Advocates for two-tier health care fail to acknowledge that a second tier comes with a significant cost to the first.
Waits for colonoscopies in Montreal are averaging between two to three years in the public system for patients considered to be at average risk.
The city’s Royal Victoria Hospital has stopped accepting new patients for colonoscopies – at least until the backlog can be resolved.
One family physician has contacted the Montreal Gazette to suggest the long waits are all about forcing patients into private clinics, especially when the gastroenterologists are working both the private and public side of the system.
As the hospitals turn away patients seeking a colonoscopy, private clinics in the city are offering promotional discounts to attract more patients.
When private alternatives are available, there is an incentive to create long waits to push patients into the private system. However, when they do so, they also push the professionals into that system too, making the situation even worse.
In the U.S., where there is an even greater blend of private and public, a Duke University study found that doctors who had in-house diagnostics were 2.48 times more likely to order imaging than those who had no financial interest. Of $14.1 billion spent on diagnostic imaging in 2006, $9 billion was spent in physician offices. The study estimates that at least $3.6 billion in Medicare funding is spent reimbursing physicians for imaging that is really not necessary.

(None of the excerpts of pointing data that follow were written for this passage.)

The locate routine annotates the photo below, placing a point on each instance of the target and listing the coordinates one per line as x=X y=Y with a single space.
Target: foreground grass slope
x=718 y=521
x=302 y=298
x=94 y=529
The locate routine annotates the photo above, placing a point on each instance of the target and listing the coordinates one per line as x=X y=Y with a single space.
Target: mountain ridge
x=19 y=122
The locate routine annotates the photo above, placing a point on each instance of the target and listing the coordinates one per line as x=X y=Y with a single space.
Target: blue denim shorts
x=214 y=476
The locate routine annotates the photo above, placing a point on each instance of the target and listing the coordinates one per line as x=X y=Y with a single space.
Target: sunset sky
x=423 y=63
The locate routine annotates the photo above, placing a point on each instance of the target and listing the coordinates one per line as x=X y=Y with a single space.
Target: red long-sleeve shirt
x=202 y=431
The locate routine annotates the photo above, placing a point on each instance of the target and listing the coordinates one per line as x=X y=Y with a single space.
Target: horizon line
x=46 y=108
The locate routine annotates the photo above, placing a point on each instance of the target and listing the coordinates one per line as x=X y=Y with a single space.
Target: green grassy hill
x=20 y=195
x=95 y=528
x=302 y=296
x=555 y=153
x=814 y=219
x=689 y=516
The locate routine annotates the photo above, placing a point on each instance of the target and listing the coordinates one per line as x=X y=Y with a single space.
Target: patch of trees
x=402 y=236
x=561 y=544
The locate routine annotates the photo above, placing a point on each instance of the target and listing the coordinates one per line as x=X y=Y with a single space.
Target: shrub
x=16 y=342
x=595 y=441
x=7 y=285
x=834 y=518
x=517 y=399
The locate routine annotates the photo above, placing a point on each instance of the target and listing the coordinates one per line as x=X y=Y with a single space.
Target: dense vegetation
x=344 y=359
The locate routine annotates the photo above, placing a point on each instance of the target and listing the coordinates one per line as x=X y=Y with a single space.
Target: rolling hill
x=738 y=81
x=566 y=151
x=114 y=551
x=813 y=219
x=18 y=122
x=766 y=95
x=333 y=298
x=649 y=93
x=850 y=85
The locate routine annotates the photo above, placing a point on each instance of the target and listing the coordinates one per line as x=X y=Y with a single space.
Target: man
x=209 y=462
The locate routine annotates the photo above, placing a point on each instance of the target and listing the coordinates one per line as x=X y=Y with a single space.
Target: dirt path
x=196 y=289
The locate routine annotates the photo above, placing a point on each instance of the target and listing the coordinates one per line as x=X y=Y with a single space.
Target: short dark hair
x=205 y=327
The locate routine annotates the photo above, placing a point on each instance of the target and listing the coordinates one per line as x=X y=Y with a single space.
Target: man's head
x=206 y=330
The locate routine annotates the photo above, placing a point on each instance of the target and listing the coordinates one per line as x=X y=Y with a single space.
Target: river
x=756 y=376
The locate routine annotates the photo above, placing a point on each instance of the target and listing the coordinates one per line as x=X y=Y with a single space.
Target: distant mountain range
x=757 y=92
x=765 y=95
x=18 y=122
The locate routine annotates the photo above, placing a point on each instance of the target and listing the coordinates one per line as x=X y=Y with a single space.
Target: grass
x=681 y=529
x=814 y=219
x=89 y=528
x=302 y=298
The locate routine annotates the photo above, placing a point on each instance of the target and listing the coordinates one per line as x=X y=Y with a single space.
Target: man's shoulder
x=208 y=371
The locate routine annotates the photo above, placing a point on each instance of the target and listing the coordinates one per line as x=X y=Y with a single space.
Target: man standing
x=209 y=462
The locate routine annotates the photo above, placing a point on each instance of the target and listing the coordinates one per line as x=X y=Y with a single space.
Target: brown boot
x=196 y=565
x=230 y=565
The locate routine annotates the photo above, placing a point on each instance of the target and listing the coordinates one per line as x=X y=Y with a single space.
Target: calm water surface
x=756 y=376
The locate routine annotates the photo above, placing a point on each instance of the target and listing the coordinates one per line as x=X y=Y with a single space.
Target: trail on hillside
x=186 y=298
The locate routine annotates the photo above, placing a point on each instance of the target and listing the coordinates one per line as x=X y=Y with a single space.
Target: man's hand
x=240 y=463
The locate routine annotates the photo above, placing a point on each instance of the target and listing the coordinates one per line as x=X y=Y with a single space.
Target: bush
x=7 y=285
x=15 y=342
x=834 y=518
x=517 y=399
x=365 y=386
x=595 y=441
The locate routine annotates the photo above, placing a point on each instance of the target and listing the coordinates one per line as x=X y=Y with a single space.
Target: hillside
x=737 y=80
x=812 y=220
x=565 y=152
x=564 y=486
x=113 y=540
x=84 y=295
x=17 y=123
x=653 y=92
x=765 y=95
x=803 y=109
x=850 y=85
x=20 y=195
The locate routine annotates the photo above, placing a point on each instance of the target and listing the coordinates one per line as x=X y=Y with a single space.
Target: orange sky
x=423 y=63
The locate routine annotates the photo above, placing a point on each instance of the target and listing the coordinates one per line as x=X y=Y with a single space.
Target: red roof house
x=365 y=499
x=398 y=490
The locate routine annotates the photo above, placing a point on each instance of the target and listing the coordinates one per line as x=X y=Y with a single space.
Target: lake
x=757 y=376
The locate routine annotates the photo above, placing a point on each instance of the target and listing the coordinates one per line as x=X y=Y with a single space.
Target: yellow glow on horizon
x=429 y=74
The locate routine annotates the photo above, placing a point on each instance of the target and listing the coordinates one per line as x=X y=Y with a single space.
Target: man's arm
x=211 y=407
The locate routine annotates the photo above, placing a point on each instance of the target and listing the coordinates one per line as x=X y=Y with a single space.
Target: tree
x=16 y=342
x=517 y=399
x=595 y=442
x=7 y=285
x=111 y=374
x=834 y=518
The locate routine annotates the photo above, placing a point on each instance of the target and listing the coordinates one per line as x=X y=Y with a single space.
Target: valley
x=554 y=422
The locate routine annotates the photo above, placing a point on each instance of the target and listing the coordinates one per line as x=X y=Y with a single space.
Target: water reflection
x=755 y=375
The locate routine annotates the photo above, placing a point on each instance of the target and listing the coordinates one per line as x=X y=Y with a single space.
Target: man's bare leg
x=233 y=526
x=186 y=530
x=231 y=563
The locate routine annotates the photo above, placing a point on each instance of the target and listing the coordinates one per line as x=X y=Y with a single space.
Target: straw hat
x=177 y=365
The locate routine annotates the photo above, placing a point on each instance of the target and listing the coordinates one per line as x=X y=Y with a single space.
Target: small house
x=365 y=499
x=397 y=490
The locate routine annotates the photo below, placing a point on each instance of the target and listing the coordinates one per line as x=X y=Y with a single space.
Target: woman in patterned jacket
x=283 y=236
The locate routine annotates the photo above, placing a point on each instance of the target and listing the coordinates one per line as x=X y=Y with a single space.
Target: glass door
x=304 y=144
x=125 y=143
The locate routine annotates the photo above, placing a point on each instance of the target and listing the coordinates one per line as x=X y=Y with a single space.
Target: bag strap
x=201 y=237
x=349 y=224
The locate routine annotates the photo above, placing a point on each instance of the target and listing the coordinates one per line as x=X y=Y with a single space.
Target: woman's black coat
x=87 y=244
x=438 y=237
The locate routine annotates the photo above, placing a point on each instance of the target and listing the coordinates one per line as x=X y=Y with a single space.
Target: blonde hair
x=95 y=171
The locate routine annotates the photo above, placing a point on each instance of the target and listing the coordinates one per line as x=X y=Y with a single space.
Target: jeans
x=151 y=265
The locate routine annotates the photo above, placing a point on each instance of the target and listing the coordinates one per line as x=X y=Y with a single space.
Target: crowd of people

In the U.S. doctors are prohibited from making referrals to external facilities in which they have a financial interest. However, this does not apply to in-house facilities that are part of their private practice.
For the most part, in Canada conflict of interest rules are set and enforced by the professional colleges. These rules need to be further tightened in an environment where for-profit delivery on health care is on the rise, regardless of whether the payment is by public insurance, private insurance, or out-of-pocket.